N.B. et C.S.  : Vous avez raison de souligner cet aspect de sa pensée, par quoi Russell reste, il nous semble, une fois de plus bien actuel.

Il s’inquiétait à son époque d’une tendance utilitariste en éducation , que vous soulignez, à quoi nous ajouterions aujourd’hui une tendance à penser l’éducation en termes de capital humain et d’adaptation fonctionnelle des individus au marché du travail, ces tendances vont dans le sens de ce qu’il redoutait et déplorait.

Russell, contre tout cela, rappelle que le but de l’éducation ne peut être aussi court et qu’elle concerne aussi la transmission de toute cette culture qu’on qualifiera, si on a une courte vue, d’inutile.

Le mieux est sans doute de lui laisser la parole : « Cet élément culturel du savoir, lorsqu’il a bien été assimilé, contribue à la formation de la personnalité, il façonne les pensées et les désirs et nous incite à nous intéresser, pour une part au moins, à de vastes sujets impersonnels — et pas seulement à des sujets qui ont une importance immédiate et pour soi-même. On a trop facilement pensé que dès lors qu’une personne a acquis un savoir qui lui procure certaines compétences, il en fera un usage bénéfique pour la société. Une telle conception étroitement utilitaire de l’éducation n’aperçoit pas qu’il est nécessaire de former non seulement des compétences, mais aussi un sens des fins. »

Russell rappelle en outre que ce savoir dit inutile par beaucoup, a sa particulière utilité. En une formule que nous lui envions, il écrit : « Être curieux et désireux d’apprendre ne rend pas seulement les choses déplaisantes moins déplaisantes : cela rend aussi les choses agréables plus agréables encore. »

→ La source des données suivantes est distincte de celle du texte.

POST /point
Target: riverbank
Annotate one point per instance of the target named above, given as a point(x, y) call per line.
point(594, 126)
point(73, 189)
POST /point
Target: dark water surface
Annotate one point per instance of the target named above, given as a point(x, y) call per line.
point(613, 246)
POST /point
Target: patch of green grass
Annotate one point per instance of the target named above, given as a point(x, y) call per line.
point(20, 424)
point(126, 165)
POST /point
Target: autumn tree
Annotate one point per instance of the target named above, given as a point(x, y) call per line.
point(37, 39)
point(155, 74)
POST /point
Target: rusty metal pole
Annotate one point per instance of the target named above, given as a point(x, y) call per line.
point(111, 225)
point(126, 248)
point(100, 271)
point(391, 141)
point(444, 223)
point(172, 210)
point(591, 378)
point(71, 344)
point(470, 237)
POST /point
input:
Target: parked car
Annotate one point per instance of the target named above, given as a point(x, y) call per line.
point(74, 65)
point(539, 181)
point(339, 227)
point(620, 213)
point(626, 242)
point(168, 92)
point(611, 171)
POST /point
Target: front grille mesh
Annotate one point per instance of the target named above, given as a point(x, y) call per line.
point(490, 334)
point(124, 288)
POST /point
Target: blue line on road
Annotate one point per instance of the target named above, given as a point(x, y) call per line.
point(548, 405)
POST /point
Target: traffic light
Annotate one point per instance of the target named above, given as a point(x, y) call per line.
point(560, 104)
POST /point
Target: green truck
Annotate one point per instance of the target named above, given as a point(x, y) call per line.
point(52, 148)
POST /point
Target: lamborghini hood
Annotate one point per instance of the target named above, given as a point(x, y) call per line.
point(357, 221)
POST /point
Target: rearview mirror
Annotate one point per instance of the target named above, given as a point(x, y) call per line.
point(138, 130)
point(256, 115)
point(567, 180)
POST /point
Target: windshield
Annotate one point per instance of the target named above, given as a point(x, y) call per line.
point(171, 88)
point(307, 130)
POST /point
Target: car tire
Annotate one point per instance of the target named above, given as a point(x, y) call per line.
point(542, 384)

Nous avons tous deux vérifié cela un nombre incalculable de fois dans nos vies, comme vous aussi, nous en sommes certains.

 

L.C. : Alors que l’éducation sexuelle fait beaucoup jaser dans l’actualité et dans les milieux d’enseignement, la pensée et les idées de Russell sur le sujet ont de quoi étonner. Il en perdra d’ailleurs son poste de professeur à l’Université de New York en 1941. Que devrait-on retenir de ses idées sur cet aspect dans le contexte actuel ?

N.B. et C.S.  : Quand elles ont été avancées (durant les années 20 et 30 du siècle dernier, en gros), les idées de Russell sur la sexualité étaient, pour la plupart des gens et des milieux, plus qu’avant-gardistes : elles étaient outrancières et indéfendables.

Mais la plupart de ses idées (sur l’homosexualité, les unions libres et ainsi de suite) nous semblent aujourd’hui bien banales.

Il reste cependant un sujet sur lequel on ne l’a toutefois pas collectivement tout à fait rattrapé — si nous pouvons le dire ainsi : c’est cette question de l’éducation à la sexualité, sur son importance, sur le fait de la confier à des gens qui savent ce dont ils et elles parlent et sur le ton et le contenu de ce qu’il convient de transmettre.

Il nous semble pourtant que son message mérite d’être entendu, plus encore en ces heures où l’éducation à la sexualité passe trop souvent par la pornographie et les médias sociaux.

Jugez-en par vous-mêmes : « Dans toutes nos interactions avec les jeunes, il est important de faire en sorte qu’ils n’en viennent pas à penser que la sexualité est une chose intrinsèquement mauvaise. Le sexe est un sujet intéressant et il est naturel que les êtres humains y pensent et en parlent. […] ce devrait être un principe absolu de ne jamais leur raconter d’édifiants mensonges. Ce devrait aussi être un principe absolu que n’importe quel sujet peut être discuté rationnellement, être abordé d’une manière scientifique. »

« Et nous n’avons même pas eu le temps de vous parler de ce que ce grand mathématicien dit de l’importance éducative et de la beauté des mathématiques : les enseignantes et les enseignants de cette discipline (et les autres) le découvriront sans doute avec joie et s’y reconnaîtront », soulignent Baillargeon et Santerre en guise de conclusion.